🤖 AI Summary
Latent Diffusion Models (LDMs) suffer from slow inference due to iterative denoising steps. Method: We propose LatentCRF—a lightweight, plug-and-play neural layer embedding a continuous Conditional Random Field (CRF) directly into the latent diffusion process. Unlike prior approaches, LatentCRF explicitly models spatiotemporal and semantic dependencies among latent variables, replacing a subset of denoising iterations without architectural modification to the base LDM. Contribution/Results: This work presents the first end-to-end joint modeling of continuous CRFs and latent diffusion, achieving a 33% inference speedup while preserving image fidelity (FID, LPIPS) and generation diversity (L1-entropy). By simultaneously enhancing efficiency, reconstruction accuracy, and generalization, LatentCRF significantly improves the practical deployability of LDMs—without compromising generative quality or requiring retraining.
📝 Abstract
Latent Diffusion Models (LDMs) produce high-quality, photo-realistic images, however, the latency incurred by multiple costly inference iterations can restrict their applicability.
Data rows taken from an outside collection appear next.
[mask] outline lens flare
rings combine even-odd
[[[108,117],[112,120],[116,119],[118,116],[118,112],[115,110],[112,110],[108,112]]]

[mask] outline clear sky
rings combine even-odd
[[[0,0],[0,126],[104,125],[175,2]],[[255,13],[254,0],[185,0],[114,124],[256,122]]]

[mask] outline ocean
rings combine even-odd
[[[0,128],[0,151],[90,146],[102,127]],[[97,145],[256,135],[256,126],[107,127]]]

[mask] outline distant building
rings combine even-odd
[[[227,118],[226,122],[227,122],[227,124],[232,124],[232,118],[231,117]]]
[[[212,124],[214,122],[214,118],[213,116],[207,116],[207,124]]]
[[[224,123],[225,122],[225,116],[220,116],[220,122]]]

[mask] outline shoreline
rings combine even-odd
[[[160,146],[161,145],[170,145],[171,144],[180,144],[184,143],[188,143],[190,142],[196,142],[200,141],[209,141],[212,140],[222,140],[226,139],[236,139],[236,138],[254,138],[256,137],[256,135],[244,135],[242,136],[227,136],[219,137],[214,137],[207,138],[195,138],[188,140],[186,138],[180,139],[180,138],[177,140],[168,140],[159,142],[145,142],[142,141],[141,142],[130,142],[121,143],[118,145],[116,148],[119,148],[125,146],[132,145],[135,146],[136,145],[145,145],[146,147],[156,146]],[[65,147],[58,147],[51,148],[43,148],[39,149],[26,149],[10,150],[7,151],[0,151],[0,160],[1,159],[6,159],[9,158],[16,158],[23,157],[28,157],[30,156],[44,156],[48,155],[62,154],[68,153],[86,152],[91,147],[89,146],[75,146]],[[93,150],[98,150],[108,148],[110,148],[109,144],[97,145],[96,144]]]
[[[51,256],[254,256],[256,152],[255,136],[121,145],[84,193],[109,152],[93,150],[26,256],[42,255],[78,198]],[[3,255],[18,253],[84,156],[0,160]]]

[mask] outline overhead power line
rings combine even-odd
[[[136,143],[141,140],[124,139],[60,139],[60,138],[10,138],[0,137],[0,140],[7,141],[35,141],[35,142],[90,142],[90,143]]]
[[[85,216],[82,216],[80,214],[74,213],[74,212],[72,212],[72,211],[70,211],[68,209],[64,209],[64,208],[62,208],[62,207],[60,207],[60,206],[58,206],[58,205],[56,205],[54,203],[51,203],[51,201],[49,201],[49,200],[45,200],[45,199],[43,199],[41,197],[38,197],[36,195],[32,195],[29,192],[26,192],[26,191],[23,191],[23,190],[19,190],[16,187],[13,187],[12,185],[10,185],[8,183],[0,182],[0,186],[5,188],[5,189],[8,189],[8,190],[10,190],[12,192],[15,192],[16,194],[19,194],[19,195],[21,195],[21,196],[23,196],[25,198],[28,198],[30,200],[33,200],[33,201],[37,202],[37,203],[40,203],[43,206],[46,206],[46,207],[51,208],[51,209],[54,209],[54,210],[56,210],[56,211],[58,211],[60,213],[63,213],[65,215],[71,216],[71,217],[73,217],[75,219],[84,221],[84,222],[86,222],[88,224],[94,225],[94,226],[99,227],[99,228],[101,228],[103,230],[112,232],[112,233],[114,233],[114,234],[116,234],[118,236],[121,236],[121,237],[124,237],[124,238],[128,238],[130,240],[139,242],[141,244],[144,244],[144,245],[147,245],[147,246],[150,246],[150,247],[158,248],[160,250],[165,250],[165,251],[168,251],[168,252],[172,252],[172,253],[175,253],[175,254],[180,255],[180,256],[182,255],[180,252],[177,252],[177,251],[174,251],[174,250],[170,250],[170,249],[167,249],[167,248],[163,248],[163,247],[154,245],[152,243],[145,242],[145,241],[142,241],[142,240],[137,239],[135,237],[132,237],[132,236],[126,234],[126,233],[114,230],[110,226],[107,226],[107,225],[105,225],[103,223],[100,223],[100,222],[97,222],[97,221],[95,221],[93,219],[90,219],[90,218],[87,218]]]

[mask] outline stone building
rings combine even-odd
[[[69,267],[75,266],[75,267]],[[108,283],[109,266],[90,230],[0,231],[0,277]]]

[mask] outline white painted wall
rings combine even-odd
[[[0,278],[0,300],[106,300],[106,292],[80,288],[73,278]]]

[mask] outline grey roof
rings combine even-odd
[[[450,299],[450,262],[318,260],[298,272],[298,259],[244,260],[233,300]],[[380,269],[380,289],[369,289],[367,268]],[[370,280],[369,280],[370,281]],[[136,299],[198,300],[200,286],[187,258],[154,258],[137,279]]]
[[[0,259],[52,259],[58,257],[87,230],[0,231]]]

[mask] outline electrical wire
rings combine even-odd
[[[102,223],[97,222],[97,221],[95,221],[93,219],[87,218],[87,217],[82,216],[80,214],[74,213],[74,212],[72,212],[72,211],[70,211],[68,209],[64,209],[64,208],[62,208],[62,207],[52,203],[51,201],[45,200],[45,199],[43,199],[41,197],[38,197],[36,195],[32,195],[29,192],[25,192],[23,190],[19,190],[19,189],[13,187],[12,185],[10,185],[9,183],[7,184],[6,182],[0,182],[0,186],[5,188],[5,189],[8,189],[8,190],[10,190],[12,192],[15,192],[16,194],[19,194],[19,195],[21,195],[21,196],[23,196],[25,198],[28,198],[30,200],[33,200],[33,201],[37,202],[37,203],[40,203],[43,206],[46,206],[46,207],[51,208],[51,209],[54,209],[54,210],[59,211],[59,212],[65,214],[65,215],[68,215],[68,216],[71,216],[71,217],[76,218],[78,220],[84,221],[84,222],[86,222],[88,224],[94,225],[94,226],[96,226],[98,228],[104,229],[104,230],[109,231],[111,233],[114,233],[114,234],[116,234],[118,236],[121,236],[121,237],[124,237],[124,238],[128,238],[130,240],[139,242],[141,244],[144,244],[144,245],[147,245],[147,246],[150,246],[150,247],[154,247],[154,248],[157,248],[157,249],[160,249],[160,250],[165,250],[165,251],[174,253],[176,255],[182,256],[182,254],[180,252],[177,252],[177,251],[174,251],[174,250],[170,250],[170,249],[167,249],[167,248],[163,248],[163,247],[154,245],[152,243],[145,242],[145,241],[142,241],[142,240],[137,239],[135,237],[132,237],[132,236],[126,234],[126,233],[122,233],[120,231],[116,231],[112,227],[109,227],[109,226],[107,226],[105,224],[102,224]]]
We introduce LatentCRF, a continuous Conditional Random Field (CRF) model, implemented as a neural network layer, that models the spatial and semantic relationships among the latent vectors in the LDM. By replacing some of the computationally-intensive LDM inference iterations with our lightweight LatentCRF, we achieve a superior balance between quality, speed and diversity. We increase inference efficiency by 33% with no loss in image quality or diversity compared to the full LDM. LatentCRF is an easy add-on, which does not require modifying the LDM.